Why Choose Recombinant Enzymes?

Established in 1975 as a private cooperative of experienced scientists, New England Biolabs is a world leader in the production of restriction endonucleases and related products for recombinant DNA technology. NEB has consistently maintained a position at the forefront of this field, and has successfully linked enzyme production efficiency to basic research in the cloning and overexpression of restriction/modification enzyme systems. This enables NEB to introduce substantial cuts in reagent costs and unsurpassed improvements in product quality and purity. Presently, NEB supplies more than 275 restriction enzymes, over 250 of which are available in recombinant form, as well as numerous recombinant polymerases and modifying enzymes for a wide variety of applications.

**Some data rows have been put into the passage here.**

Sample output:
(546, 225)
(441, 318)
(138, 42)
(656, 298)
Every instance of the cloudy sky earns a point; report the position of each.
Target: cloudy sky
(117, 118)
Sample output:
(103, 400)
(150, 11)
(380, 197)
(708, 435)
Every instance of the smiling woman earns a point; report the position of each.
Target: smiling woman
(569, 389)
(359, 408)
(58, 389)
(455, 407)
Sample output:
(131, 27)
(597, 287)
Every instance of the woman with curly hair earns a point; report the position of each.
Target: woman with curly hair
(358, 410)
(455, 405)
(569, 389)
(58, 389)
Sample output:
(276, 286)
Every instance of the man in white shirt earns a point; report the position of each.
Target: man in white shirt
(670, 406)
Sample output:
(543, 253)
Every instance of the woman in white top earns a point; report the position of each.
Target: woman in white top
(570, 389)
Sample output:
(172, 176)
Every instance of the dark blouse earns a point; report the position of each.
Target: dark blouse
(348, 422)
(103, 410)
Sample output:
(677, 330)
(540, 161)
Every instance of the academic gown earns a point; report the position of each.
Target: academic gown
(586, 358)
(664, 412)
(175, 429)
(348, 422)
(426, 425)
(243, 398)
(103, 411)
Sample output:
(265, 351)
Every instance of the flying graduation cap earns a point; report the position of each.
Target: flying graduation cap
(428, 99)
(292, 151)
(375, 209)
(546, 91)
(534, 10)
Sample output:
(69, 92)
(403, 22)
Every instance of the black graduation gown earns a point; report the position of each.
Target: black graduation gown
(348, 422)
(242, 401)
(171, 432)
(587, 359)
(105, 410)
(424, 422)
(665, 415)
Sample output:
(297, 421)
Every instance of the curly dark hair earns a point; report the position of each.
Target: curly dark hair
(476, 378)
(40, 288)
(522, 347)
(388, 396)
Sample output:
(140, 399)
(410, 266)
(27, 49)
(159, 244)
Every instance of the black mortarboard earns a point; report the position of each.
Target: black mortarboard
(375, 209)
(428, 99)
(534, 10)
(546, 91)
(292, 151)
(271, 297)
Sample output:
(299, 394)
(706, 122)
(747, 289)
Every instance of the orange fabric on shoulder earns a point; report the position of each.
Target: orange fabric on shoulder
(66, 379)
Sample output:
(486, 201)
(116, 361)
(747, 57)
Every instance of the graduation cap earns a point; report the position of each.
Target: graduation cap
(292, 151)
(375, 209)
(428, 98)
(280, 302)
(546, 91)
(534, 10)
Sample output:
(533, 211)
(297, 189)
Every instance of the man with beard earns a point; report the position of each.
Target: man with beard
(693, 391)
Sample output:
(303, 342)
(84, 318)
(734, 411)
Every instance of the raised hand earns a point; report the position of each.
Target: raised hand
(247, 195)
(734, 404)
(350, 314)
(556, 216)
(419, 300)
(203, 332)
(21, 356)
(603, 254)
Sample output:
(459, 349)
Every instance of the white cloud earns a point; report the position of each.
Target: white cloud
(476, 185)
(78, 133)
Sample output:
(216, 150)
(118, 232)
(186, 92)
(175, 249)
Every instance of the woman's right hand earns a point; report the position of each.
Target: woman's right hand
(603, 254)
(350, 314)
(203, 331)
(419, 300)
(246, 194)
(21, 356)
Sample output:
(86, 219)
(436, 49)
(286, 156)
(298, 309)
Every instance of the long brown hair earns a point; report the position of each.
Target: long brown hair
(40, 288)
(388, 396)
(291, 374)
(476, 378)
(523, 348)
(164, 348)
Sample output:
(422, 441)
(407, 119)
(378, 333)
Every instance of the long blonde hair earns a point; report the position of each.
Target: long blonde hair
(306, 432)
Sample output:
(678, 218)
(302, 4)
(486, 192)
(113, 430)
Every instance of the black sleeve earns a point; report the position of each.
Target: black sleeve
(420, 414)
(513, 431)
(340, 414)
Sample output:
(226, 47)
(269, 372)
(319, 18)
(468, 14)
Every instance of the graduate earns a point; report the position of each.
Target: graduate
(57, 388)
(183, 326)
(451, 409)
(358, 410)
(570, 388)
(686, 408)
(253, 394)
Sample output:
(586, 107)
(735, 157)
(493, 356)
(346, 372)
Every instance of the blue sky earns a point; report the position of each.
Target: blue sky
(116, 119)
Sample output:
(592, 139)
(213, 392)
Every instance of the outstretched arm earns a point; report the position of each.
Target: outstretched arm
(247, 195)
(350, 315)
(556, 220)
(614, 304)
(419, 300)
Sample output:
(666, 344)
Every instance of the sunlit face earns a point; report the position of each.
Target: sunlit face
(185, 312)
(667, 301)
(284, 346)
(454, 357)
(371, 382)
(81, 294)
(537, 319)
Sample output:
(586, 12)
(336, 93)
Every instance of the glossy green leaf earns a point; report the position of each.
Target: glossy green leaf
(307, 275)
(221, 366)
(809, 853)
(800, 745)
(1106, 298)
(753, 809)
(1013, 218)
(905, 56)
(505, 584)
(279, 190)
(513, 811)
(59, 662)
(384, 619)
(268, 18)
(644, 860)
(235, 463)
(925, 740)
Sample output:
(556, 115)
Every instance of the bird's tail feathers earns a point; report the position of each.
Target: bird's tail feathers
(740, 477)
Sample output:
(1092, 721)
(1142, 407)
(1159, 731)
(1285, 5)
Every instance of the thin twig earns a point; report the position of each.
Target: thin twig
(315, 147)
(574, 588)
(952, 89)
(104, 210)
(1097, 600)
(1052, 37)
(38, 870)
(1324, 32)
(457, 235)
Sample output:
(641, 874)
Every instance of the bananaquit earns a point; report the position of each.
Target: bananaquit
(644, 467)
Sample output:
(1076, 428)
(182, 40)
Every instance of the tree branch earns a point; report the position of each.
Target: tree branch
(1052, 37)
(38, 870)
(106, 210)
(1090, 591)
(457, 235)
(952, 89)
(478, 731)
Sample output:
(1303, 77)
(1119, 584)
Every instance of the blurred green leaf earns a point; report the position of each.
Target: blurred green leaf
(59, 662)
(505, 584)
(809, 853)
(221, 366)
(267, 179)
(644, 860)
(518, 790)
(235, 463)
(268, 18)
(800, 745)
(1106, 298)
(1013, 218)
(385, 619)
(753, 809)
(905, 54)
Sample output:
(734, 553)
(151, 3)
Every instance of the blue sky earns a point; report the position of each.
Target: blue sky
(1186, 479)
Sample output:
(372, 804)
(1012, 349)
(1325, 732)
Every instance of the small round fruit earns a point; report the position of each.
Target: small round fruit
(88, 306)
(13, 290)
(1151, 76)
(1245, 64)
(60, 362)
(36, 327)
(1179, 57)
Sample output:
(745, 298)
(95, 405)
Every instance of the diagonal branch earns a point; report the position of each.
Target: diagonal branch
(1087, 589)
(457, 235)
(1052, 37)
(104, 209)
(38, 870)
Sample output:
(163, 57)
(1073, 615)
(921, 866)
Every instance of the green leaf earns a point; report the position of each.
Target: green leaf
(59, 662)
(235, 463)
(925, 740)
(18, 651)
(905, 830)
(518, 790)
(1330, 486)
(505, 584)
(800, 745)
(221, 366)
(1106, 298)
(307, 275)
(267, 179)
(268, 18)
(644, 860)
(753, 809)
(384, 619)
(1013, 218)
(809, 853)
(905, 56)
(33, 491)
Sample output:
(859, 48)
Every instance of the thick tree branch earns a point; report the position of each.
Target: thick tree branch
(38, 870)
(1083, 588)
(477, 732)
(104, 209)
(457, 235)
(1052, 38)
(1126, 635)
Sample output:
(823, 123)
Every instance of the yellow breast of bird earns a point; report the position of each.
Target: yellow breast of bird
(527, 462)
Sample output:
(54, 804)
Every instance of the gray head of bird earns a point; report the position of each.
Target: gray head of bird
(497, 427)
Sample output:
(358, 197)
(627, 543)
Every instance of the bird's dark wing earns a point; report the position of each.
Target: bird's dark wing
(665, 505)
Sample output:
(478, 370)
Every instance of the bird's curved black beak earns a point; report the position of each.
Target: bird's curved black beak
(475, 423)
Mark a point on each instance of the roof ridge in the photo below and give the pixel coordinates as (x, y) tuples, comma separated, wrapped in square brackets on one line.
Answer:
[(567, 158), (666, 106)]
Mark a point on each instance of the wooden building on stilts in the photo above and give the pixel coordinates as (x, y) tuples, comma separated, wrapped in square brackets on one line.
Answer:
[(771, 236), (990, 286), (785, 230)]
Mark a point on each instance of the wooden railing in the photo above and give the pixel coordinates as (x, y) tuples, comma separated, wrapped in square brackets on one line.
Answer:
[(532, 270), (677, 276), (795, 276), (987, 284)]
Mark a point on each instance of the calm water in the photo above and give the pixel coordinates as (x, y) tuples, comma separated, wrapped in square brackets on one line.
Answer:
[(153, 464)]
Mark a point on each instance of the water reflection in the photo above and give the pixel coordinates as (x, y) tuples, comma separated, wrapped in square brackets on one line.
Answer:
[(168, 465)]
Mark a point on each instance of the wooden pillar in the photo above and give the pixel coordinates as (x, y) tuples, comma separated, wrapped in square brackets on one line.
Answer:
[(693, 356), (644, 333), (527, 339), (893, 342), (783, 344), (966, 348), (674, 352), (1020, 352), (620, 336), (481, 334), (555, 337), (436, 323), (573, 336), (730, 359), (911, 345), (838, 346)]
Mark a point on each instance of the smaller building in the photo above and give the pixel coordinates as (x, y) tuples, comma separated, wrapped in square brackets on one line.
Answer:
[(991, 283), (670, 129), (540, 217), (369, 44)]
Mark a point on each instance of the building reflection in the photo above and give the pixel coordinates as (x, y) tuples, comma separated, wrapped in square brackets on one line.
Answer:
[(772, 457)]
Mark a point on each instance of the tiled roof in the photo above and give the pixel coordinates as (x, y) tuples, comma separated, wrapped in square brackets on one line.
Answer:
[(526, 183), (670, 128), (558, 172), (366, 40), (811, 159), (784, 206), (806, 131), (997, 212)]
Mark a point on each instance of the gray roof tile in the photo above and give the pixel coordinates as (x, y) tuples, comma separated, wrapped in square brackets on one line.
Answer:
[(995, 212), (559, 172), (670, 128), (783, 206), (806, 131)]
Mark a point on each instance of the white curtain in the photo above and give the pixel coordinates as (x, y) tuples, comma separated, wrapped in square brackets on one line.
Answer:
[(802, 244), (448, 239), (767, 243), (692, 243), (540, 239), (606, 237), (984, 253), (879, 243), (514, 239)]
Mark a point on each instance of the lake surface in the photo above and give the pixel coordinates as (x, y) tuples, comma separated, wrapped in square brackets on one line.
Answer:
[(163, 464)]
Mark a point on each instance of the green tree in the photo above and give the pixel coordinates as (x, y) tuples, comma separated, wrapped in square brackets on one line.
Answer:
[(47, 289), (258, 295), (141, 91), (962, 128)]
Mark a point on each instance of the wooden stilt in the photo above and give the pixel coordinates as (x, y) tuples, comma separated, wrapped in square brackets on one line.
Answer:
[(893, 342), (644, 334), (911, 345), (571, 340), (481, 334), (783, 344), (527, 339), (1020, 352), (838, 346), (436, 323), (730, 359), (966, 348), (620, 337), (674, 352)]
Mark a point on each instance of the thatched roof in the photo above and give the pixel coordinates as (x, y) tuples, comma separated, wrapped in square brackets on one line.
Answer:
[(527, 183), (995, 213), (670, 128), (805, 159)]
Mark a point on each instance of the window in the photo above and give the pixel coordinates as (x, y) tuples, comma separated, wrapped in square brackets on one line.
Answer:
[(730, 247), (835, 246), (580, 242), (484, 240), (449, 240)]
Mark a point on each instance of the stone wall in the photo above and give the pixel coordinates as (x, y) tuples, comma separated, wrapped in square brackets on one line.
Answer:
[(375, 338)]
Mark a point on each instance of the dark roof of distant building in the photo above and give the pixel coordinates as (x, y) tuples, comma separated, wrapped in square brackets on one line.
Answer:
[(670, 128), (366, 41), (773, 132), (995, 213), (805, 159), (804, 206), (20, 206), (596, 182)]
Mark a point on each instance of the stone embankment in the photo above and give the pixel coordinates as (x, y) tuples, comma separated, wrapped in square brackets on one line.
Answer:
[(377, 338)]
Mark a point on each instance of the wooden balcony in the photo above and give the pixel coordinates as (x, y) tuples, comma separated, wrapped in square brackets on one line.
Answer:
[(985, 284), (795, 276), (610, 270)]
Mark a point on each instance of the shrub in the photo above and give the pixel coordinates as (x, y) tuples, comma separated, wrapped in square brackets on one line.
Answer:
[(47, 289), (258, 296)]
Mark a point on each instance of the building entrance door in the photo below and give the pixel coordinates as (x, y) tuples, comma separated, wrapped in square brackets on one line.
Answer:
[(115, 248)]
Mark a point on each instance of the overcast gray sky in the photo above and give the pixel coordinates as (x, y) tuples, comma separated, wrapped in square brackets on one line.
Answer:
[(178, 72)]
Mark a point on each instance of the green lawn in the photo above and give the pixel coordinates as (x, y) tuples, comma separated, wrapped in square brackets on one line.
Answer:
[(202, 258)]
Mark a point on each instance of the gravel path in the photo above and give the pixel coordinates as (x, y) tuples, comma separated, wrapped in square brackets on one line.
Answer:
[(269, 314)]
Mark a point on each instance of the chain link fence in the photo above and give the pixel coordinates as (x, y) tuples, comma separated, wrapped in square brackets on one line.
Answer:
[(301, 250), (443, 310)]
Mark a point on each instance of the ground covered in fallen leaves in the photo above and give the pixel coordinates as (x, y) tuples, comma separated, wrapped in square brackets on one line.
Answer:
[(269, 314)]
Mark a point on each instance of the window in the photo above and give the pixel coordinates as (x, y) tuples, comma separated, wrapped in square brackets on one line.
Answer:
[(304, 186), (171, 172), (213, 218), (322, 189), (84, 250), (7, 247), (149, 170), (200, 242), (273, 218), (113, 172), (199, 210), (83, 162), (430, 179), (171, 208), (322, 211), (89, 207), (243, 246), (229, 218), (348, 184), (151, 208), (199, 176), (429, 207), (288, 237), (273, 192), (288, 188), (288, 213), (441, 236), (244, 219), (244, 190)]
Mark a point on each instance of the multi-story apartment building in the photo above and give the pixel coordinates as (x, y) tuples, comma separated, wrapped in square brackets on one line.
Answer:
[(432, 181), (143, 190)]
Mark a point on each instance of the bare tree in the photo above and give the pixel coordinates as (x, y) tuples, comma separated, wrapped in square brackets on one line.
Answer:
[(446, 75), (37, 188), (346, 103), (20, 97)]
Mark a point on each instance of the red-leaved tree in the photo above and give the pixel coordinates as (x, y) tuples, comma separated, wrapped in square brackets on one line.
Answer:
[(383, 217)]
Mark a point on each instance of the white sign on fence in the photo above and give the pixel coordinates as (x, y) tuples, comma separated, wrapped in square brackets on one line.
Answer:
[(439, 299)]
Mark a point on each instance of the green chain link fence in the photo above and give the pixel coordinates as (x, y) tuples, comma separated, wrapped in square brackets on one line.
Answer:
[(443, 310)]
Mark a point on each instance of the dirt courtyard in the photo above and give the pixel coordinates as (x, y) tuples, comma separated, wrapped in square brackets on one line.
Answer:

Why choose a recombinant enzyme?


Once an enzyme system is cloned, choice of expression vector and strain background allows tight control over the production environment. For restriction endonucleases, this eliminates enzymes known to contaminate native preparations. For example, when producing AvrII (NEB #R0174) from the native strain Anabaena variabilis, great care must be taken to eliminate AvrI. Similarly, when producing HaeIII (NEB #R0108) from Haemophilus aegyptius, the enzyme must be purified free of HaeII (NEB #R0107). Choice of background strain also plays a key role in eliminating nonspecific endonucleases and exonucleases. Although recombinant enzymes and native enzymes are manufactured to meet the same rigorous quality control standards, it is recombinant enzymes that produce a more pure product with less processing time.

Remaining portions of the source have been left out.